Hello everyone,
Hope you're doing well !
In order to optimize the following Python code that takes more than 6h40min for 4.5M rows,
# Compute recipe outputs from inputs
input_json = json.loads(input_df.fillna("").to_json(orient='index'))
row = 0
data = []
while row < input_df.shape[0]:
prediction = client.predict_record("random_forest", input_json[str(row)])
prediction["result"]['Id_client'] = input_json[str(row)]['Id_client']
prediction["result"]['proba_1']=prediction["result"]['probas']['1']
row += 1
data.append(prediction["result"])
application_scored_df = pd.DataFrame(data)
# Write recipe outputs
application_score = dataiku.Dataset("APPLICATION_SCORE")
application_score.write_with_schema(application_scored_df)
I wrote this code that uses the function "predict_records" instead of "predict_record",
#predict_records prend en param une liste de dictionnaires commençant par 'features' : [{'features':{...}}, {'features':{}}...]
l=[]
s=['features']
for i in range(0, input_df.shape[0]) :
l0=input_df.iloc[[i,]].set_index([s])
dicti=l0.to_dict('index')
l.append(dicti)
prediction_test = client.predict_records("random_forest", l)
prediction_df=pd.DataFrame(prediction_test['results'])
prediction_df.insert(0, 'Id_client', input_df['Id_client'])

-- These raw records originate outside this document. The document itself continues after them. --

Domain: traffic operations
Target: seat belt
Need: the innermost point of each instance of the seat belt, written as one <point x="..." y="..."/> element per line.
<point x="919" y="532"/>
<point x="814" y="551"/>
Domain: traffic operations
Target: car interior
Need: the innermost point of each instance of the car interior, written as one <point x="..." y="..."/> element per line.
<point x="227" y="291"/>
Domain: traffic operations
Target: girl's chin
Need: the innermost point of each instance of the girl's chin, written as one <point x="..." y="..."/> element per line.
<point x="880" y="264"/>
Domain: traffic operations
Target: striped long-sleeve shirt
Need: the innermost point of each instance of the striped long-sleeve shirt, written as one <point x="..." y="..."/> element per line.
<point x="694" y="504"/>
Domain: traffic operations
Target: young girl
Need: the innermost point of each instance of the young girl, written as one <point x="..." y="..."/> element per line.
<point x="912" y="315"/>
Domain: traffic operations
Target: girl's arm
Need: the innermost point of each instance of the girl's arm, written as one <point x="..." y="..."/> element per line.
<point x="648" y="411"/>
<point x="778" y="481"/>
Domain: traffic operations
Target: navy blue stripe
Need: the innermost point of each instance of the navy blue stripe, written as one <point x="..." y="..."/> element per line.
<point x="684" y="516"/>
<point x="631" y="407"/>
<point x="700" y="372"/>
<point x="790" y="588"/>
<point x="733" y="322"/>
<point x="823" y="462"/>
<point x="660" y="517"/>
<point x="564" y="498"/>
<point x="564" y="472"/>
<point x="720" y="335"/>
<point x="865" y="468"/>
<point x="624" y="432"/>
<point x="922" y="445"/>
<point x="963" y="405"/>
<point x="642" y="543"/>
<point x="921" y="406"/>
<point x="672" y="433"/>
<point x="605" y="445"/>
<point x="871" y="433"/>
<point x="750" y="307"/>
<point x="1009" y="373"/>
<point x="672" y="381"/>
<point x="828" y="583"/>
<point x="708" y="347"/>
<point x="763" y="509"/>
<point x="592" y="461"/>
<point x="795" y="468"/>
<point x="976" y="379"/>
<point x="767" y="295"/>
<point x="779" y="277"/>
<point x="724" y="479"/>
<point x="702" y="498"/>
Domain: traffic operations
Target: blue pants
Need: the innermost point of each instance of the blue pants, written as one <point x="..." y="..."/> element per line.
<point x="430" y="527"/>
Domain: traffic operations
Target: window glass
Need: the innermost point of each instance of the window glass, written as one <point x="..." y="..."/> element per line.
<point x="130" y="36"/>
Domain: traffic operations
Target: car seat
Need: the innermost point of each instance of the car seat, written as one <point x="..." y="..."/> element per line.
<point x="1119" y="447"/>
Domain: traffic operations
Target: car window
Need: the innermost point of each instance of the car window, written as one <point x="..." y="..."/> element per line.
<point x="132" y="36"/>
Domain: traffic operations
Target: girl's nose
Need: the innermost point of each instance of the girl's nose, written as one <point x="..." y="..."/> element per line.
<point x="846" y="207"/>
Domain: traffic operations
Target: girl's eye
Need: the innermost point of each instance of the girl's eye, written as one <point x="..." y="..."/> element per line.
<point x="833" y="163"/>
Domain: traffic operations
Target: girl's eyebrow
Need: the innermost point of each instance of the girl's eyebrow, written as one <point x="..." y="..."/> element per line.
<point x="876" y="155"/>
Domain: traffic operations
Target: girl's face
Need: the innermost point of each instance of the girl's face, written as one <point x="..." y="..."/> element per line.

prediction_df['proba_1']=prediction_df['probas'].apply(pd.Series)[['1']]
application_score = dataiku.Dataset("APPLICATION_SCORE")
application_score.write_with_schema(prediction_df)
the code works very well on 5 rows but once applied on the full dataset, I have this error :
Do you know what this error is about and how can I solve this to reduce execution time ?
Thank's in advance,
Kenza
Hi,
For your actual error, could you please attach the full log (Actions > View full job log) ?
Since your code is running within DSS, do you really need to call an API node ? You could also use a scoring recipe locally, which would be much faster.
To use the scoring recipe, you have to be in the same flow as the one where the model was implemented, am I wrong ?
For my case, I have the model in the development flow and want to use it in an other flow (production one), this is why I am using the API node.